Light and heat are also polarized by refraction, for certain substances, especially irregularly crystallised minerals like Iceland spar, possess the property of dividing a ray of light or heat passing through them in certain directions into two pencils, namely, the ordinary and extraordinary rays. The first of these is refracted according to the same law as in glass or water, never quitting the plane perpendicular to the refracting surface, while the second does quit that plane, being refracted according to a different and more complicated law. Hence, if a crystal of Iceland spar be held to the eye, two images of the same object will generally be seen of equal brightness. But when they are viewed through a plate of tourmaline it will be found that while the spar remains in the same position the images vary in relative brightness as the tourmaline is made to revolve in the same plane; one increases in intensity till it arrives at a maximum, at the same time that the other diminishes till it vanishes, and so on alternately at each quarter revolution of the tourmaline, proving both rays to be polarized. For in one position the tourmaline transmits the ordinary ray and reflects the extraordinary, and after revolving 90°, the extraordinary ray is transmitted and the ordinary ray is reflected.
The undulations of the ethereal medium which produce the sensation of common light, are performed in every plane at right angles to the direction in which the ray is moving, but the case is very different after the ray has been polarized by passing through a substance like Iceland spar, for the light then proceeds in two parallel pencils whose undulations are still indeed transverse to the direction of the rays, but they are accomplished in planes at right angles to one another. The ray of common light is like a round rod, whereas the parallel polarized rays resemble two long flat rulers, one of which lies on its broad surface, and the other on its edge. By a simple mechanical law, each vibratory motion of the common light is resolved into vibratory motions at right angles to one another.
The polarization of light and heat by refraction is not owing to the chemical composition, but to a want of homogeneity in the molecular structure of the substances through which they pass; for regular crystals and substances which are throughout of the same temperature, density, and structure, are incapable of double refraction. The effect of molecular structure is strikingly exhibited by the circular polarisation in the dimorphic crystals of quartz. In one form the plane of polarization revolves from right to left, and in the other that plane revolves from left to right, although the crystals themselves differ apparently by a very slight and often almost imperceptible variety of forms.
Thus polarization forms the most admirable connection between light, heat, and crystalline structure; showing peculiar arrangements of the molecules in regions otherwise unapproachable, and too refined for our perceptions.

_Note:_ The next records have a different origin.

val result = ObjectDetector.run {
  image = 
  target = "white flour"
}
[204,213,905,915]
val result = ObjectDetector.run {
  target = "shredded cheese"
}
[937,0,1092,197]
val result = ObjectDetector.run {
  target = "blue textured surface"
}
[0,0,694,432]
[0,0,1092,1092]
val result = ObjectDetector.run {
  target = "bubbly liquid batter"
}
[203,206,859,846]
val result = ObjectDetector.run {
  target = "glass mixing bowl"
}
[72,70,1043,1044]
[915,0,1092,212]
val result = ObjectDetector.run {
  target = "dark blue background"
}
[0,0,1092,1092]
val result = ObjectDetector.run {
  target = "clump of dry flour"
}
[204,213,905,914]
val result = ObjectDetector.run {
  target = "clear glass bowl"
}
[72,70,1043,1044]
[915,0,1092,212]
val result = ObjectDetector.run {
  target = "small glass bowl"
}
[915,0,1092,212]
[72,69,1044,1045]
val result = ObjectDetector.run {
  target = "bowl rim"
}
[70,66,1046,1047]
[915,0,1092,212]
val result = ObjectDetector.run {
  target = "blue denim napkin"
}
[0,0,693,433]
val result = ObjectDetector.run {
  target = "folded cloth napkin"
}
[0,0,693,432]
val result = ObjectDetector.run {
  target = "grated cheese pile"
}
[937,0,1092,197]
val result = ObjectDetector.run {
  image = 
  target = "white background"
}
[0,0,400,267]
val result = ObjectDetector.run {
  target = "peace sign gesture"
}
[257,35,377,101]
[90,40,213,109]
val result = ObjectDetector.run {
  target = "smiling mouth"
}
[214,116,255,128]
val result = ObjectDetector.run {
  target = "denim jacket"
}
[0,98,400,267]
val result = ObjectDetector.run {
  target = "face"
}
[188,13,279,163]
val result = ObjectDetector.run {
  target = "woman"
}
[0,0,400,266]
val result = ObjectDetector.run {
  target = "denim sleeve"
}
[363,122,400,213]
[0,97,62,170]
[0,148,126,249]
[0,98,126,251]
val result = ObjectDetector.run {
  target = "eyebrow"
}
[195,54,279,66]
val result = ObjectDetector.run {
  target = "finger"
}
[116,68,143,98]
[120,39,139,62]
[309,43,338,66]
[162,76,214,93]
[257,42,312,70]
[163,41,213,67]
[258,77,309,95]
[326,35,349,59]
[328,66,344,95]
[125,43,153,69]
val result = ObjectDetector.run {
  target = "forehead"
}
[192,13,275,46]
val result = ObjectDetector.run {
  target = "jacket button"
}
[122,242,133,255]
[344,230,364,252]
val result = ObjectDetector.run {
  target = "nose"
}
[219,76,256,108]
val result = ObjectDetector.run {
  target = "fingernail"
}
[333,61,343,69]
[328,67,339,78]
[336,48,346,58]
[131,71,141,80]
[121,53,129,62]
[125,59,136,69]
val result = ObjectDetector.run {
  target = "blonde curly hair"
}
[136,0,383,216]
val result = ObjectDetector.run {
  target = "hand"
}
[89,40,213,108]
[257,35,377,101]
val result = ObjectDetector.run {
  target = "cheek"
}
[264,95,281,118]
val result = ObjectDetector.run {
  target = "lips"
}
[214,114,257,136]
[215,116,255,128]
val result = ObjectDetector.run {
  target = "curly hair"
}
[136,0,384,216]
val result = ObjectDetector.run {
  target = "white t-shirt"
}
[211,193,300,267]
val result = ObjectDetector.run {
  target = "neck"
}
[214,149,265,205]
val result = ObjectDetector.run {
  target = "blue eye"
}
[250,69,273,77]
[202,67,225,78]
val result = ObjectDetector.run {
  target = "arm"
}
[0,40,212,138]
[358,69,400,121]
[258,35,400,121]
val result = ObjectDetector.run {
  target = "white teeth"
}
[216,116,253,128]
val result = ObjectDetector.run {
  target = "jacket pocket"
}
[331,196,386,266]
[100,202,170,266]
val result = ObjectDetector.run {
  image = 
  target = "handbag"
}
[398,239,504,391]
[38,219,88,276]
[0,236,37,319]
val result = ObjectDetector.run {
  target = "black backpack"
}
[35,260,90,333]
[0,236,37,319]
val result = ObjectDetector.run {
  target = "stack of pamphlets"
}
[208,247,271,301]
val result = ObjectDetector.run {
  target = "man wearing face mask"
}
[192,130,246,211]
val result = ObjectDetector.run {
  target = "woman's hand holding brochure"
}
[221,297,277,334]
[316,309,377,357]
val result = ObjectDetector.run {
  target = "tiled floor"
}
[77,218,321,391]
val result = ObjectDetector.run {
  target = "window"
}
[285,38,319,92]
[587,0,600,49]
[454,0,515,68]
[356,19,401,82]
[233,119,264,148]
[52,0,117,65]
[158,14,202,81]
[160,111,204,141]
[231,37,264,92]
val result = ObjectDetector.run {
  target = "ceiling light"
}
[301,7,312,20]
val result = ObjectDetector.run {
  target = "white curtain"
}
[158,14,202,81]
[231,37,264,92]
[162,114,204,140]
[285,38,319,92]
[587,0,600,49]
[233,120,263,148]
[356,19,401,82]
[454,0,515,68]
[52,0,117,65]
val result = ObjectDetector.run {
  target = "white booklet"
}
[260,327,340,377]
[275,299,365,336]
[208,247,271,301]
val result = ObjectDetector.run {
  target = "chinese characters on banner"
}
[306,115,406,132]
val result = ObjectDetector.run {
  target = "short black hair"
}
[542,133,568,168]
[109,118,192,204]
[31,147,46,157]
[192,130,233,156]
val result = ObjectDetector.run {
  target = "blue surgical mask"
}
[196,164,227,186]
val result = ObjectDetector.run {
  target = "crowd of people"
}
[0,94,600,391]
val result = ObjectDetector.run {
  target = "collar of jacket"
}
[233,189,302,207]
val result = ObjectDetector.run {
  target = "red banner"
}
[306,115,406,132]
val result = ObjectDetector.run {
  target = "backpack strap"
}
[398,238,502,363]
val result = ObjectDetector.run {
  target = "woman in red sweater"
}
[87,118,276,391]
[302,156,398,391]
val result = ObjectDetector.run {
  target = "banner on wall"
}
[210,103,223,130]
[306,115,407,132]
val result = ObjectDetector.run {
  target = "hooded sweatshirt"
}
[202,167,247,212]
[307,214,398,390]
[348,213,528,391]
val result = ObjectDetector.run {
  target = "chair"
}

Besides, the gorgeously coloured images displayed by depolarization are splendid examples of the power of matter in decomposing light.
The perfect correspondence of the properties of the symmetrical, elastic, and optical axes of crystals with light and heat is another instance of the connection between the latter and crystalline form.
The axis of symmetry is that direction or imaginary line within a crystal, round which all the parts or particles are symmetrically arranged. A medium is said to be elastic which returns to its original form with a resilient force after being relieved from compression, and the axis of elasticity of a crystal is that direction in which it is most elastic. The optic axis is that line or direction through which light passes in one beam according to the law of ordinary refraction. Crystals may have one, two or more optical axes according to their form. Doubly refracting crystals such as Iceland spar have only one principal optic axis in which the whole beam passes according to the ordinary law; in every other direction the beam of light is divided into two polarized rays, one of which called the ordinary ray passes according to the ordinary law, while the other, known as the extraordinary ray, traverses the crystal in a different direction, with more rapidity and according to a different and more complicated law. The velocity of this extraordinary ray is a maximum when at right angles to the principal optical axis, and a minimum when parallel to it.
In perfectly regular crystals like the cube or die, the octohedron, &c., there are three axes of symmetry and of equal elasticity at right angles to one another. In these regular crystals all the axes are optical, so that they have no double refraction.
Right square prisms have two equal rectangular axes of symmetry, two axes of equal elasticity, and one optical axis.
All crystals of the pyramidal and rhomboidal systems have one axis of symmetry, two axes of elasticity, one optical axis; and form coloured circular rings traversed by a black cross when viewed by depolarized light.
Lastly oblique prismatic crystals which have three unequal axes of symmetry have three axes of unequal elasticity, two optical axes; and by depolarization give coloured lamnescata, that is coloured figures having the form of the figure 8 which are traversed by a black cross in two opposite quadrants, and when the crystal is made to revolve, the same figure, but in the complementary colours and traversed by a white cross, appears in the other two quadrants.